Your spending will change
As a starting point, review your current outgoings by checking bank statements, and consider which of these you will no longer be paying for when you stop working, and which may rise. Mortgages and loans are often paid off by the time you reach retirement but, conversely, your energy bills and food costs may rise as you spend more time at home. Think about what your outgoings in retirement are likely to be, and how you
might cut any unnecessary costs. There are plenty of online budgeting tools that can help.
You will have access to tax-free cash
From age 55 you can draw your retirement income as you wish from your pension – including taking 25% from your pot as a tax-free lump sum. If you have any outstanding liabilities, such as a mortgage or other debts, this could be used to clear these and enable you to retire debt-free. However, beware of the money purchase annual allowance (MPPA) if you take an income from any of your personal pensions, beyond the tax-free cash. This reduces the amount you can still save tax-efficiently into a pension to only £4,000 per tax year, instead of £40,000. If you are unsure about how to manage pension withdrawals, an adviser can help you decide.
You will likely pay less tax
Remember that if you are no longer working, you won’t be paying income tax or National Insurance.
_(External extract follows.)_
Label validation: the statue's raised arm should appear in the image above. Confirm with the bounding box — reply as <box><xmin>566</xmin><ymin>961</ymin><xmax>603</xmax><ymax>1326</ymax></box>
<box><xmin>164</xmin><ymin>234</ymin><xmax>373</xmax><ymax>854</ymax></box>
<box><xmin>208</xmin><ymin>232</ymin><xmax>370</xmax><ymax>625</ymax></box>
On a £60,000 salary, for example, this amounts to a hefty £11,496 in income tax, and £5,060 in National Insurance, per year. You may also stop contributing to your pension in retirement, although rules enable you to carry on doing so, and receive tax relief, until age 75.
You can minimise tax liabilities
Your income is taxed as usual in retirement, at your marginal rate, but with careful management and advice from an adviser, you could minimise this.
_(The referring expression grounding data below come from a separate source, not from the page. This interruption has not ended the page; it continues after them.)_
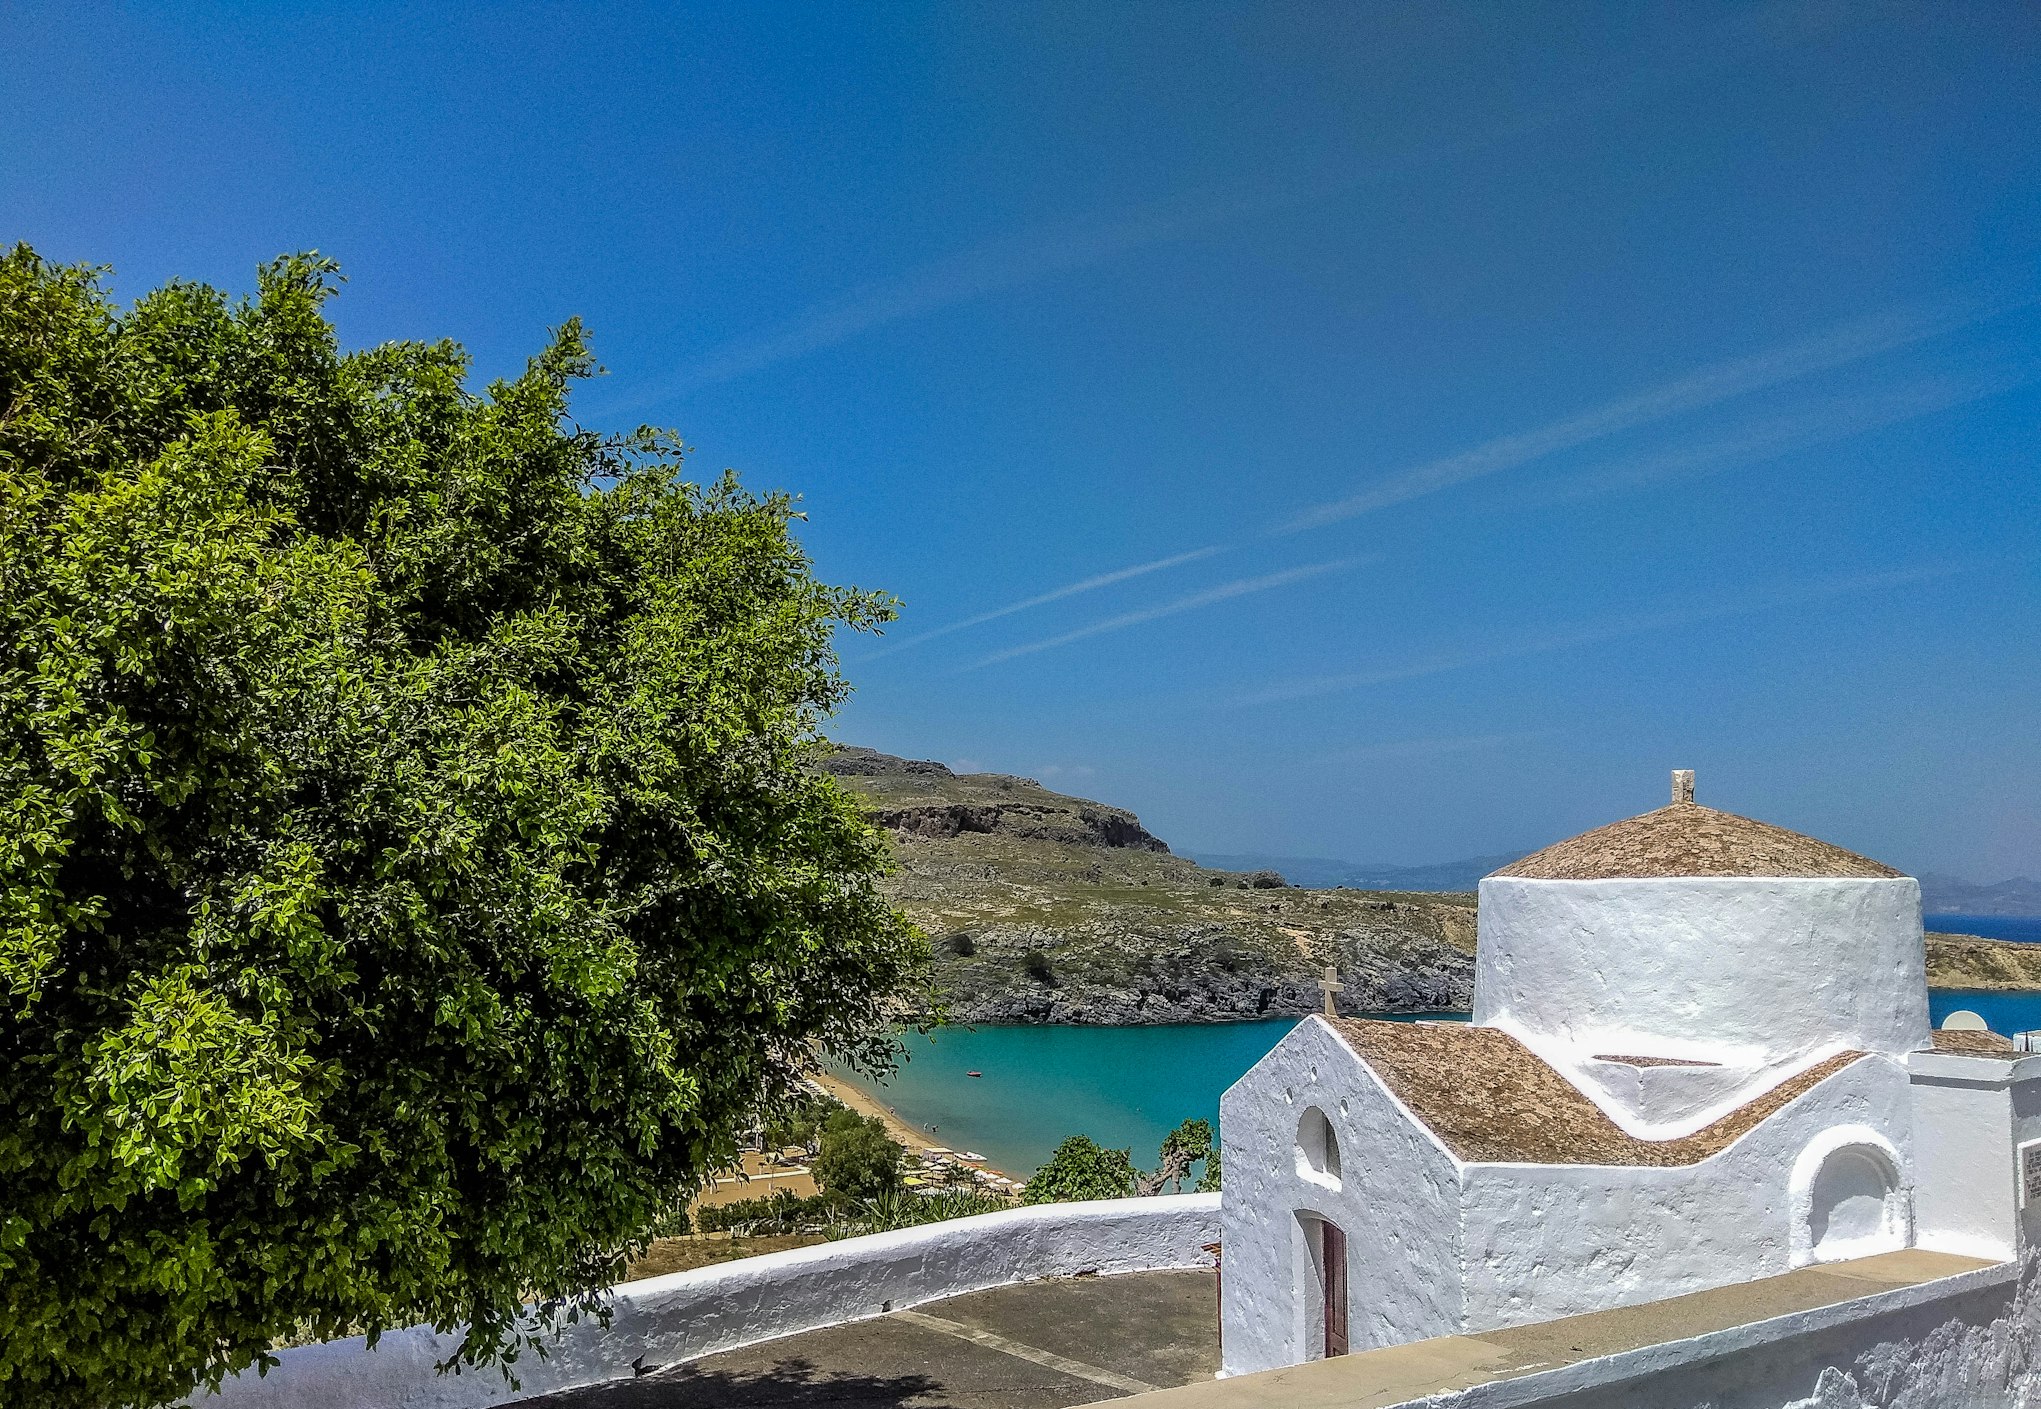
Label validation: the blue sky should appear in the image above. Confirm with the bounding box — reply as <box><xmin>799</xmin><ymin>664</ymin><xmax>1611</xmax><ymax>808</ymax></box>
<box><xmin>6</xmin><ymin>2</ymin><xmax>2039</xmax><ymax>877</ymax></box>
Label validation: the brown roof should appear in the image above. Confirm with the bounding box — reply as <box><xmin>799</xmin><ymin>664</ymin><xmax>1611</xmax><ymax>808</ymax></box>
<box><xmin>1327</xmin><ymin>1019</ymin><xmax>1866</xmax><ymax>1166</ymax></box>
<box><xmin>1930</xmin><ymin>1029</ymin><xmax>2015</xmax><ymax>1055</ymax></box>
<box><xmin>1490</xmin><ymin>802</ymin><xmax>1902</xmax><ymax>881</ymax></box>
You have plenty of tax-free allowances, including the £12,500 personal allowance, £2,000 dividend allowance, and £1,000 personal savings allowance (PSA) for basic-rate taxpayers – falling to £500 for higher-rate taxpayers. You may also benefit from your £12,300 capital gains tax (CGT) allowance on any profits you make when you sell assets. With some thought on how to maximise these allowances in retirement, you may
receive a higher retirement income than anticipated.
You can maximise income sources
You may have a wide range of potential income sources for retirement. These could include company and personal pensions, the state pension, ISAs, other investments, savings
and assets. By taking advice in the run up to retirement, you can work out how to turn your various assets into an income, using your tax allowances.
You have flexibility
Remember you have many options and can do as you wish with your retirement pot since the introduction of pension freedoms in April 2015. You may want some core, guaranteed income, for essentials
such as gas, electricity and food costs. Your essential income may be met in various ways: • A final salary, or defined benefit pension from an old employer; • Your state pension; • Purchasing an annuity, which is a financial product that guarantees an income for life.
The remainder of your income could come from the rest of your savings and investments. Ultimately, however, doing the sums to decide how much you need and how this can be produced may be difficult.
Seeking financial planning advice can be crucial to give you an idea of how much money you need to cover your essential outgoings, alongside maximising additional income from various assets to meet your personal retirement aspirations.